The Art of Smart Football by Chris B. Brown
Author:Chris B. Brown [Brown, Chris B.]
Language: eng
Format: azw
Publisher: SCBB Press
Published: 2015-07-13T16:00:00+00:00
• • •
Still maddeningly addictive, the old Tecmo Bowl video game had an extremely basic but intuitive play-calling system. Each team had four plays to choose from on offense—usually two passes and two runs. There were also four choices on defense, but rather than choosing from the set of sophisticated coverages, blitzes, and fronts available in today’s football games, players instead chose what play they thought the offense would run. If the guess was correct, the offense’s failure was preordained: the quarterback would be sacked or the runner tackled for no gain. If wrong, two of the options might only go for a moderate gain, but the third meant catastrophe for the defense.
Admittedly or not, most fans think of real-world play calling as a slightly more complicated version of the Tecmo Bowl model. The offense’s job is to keep the defense guessing, and the defense must guess right to make a stop. On some level, even with their lengthy play sheets and reams of data, professional coordinators are engaged in a version of this same psychological battle, employing little more than educated guesses about the opponent’s tactics. Until recently, even the best, from Bill Walsh to Bill Belichick, have been playing what amounts to a complex game of Tecmo Bowl, improved only by the marginal differences coming in the form of various checks or audibles by the quarterbacks.

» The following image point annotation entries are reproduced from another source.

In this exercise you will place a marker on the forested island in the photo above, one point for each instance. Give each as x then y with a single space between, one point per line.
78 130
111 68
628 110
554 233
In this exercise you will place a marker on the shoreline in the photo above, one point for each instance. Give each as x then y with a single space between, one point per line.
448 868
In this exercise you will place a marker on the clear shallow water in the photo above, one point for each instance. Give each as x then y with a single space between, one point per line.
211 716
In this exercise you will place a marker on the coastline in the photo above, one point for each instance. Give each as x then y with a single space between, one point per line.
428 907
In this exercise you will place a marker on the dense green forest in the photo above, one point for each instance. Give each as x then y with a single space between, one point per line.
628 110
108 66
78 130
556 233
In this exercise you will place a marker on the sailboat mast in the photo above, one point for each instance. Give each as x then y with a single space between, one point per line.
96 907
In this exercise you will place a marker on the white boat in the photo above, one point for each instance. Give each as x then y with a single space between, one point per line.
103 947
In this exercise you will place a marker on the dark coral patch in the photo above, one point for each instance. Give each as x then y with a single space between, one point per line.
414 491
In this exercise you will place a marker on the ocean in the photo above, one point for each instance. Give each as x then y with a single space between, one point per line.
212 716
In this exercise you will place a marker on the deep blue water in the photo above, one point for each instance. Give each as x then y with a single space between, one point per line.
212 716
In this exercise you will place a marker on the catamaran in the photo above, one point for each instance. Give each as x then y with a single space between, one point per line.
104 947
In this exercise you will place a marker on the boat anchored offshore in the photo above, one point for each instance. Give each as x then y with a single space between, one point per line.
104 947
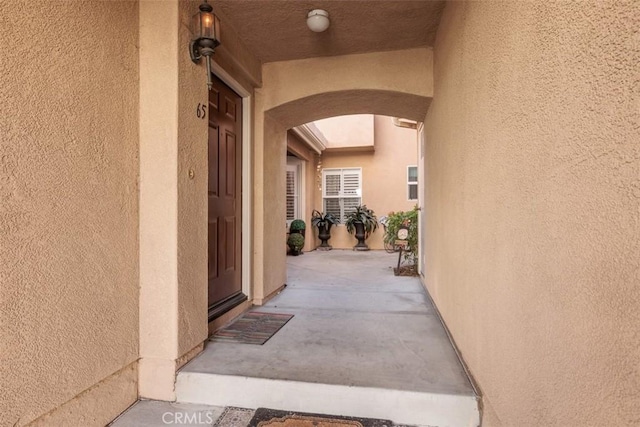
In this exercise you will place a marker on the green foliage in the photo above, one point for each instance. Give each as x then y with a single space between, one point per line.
297 225
364 215
410 220
296 241
320 219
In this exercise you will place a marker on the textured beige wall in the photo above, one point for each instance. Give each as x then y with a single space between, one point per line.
173 256
384 177
192 193
354 130
533 206
69 210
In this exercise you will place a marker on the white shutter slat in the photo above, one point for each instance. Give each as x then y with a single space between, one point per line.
332 184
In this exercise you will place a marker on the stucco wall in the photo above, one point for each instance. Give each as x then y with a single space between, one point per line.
69 210
384 177
533 206
368 83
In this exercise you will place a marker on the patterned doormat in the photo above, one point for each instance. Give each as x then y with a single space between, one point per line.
253 327
265 417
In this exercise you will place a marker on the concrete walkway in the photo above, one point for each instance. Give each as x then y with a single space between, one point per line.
362 342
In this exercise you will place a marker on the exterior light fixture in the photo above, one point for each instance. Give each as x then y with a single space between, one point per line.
205 27
318 20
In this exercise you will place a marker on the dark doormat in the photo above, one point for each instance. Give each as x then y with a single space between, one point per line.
253 327
265 417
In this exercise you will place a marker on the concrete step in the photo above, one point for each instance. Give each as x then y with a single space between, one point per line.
400 406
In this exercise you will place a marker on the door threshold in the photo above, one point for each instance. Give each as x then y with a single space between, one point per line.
225 305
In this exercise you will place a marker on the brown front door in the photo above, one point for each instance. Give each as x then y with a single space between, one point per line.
225 185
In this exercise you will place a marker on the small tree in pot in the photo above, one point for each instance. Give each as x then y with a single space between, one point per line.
323 222
296 243
297 226
361 222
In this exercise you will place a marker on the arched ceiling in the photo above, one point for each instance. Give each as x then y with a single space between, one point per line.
276 30
330 104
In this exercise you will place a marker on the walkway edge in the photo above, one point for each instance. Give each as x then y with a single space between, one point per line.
401 406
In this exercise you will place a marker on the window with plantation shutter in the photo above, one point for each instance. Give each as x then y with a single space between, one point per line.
412 182
293 193
341 191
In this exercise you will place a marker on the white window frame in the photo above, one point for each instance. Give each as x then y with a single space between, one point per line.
410 183
342 195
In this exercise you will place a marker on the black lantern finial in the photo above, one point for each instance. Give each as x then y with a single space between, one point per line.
206 36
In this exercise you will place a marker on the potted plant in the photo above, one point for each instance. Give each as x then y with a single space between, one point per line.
296 243
323 222
297 226
361 222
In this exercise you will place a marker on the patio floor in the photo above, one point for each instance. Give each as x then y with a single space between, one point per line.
362 342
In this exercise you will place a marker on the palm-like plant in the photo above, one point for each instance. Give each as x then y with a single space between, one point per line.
361 214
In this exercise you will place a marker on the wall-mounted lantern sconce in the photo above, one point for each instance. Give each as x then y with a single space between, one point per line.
205 27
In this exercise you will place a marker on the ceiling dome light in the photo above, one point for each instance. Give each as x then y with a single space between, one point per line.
318 20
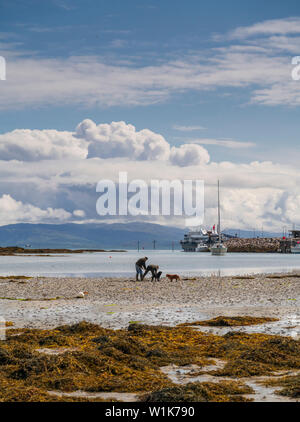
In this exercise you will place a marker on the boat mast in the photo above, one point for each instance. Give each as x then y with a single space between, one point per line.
219 216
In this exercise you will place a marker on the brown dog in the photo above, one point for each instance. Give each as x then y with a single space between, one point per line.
172 277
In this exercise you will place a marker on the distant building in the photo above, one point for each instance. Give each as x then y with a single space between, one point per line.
294 233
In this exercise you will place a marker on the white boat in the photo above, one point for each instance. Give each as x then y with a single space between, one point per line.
202 247
218 249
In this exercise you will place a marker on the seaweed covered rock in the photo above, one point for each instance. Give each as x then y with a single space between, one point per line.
201 392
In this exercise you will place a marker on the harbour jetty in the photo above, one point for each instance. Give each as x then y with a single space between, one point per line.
259 245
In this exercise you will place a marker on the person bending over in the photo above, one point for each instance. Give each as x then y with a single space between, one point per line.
139 265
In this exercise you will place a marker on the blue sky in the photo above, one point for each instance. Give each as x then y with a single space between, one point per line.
212 74
146 32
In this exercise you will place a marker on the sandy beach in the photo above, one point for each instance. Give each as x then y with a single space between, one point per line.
115 302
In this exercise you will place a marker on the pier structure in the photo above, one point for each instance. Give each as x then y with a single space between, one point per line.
286 243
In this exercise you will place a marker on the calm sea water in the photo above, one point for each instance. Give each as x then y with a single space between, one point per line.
122 264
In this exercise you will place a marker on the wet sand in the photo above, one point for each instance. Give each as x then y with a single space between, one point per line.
115 302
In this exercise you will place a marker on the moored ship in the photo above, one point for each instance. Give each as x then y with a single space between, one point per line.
200 240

That little drive by Ole Miss reveals that things are no longer so straightforward. There’s a new game, and it takes those time-tested plays and blends them into something new. And it blends them so seamlessly that it threatens to upend the very ideas of run and pass. The answer to “What play was that?” is increasingly, “All of them.”
It’s understandable that most fans (and even many coaches) think of football plays in terms of the strict run-pass dichotomy of the Tecmo Bowl model. Fantasy football is founded on the difference between passing and rushing statistics, and even recent scholarly articles about football are built upon the distinction because that’s what shows up in the box score. And at least on some level, the idea of packaging multiple options for the quarterback based on the movements of defenders is not entirely new. But the trend of combining entirely different categories of plays—runs and passes, screens and passes, runs and screens—is new, and these ideas are at the forefront of thinking about football.
“The basic premise is to make a key defender be in two places at the same time,” said Keith Grabowski, a former college offensive coordinator. “We’re only scratching the surface of what’s possible.”
One of the most interesting packaged concepts—and the play that first helped me begin to rethink the very nature of a football play—is known as “stick-draw,” which combines a delayed run, or draw play, with the quick-passing stick concept. The first coach I saw put it in action was Dana Holgorsen, the current head coach at West Virginia. Like all of the best packaged concepts, nothing about the play is particularly new.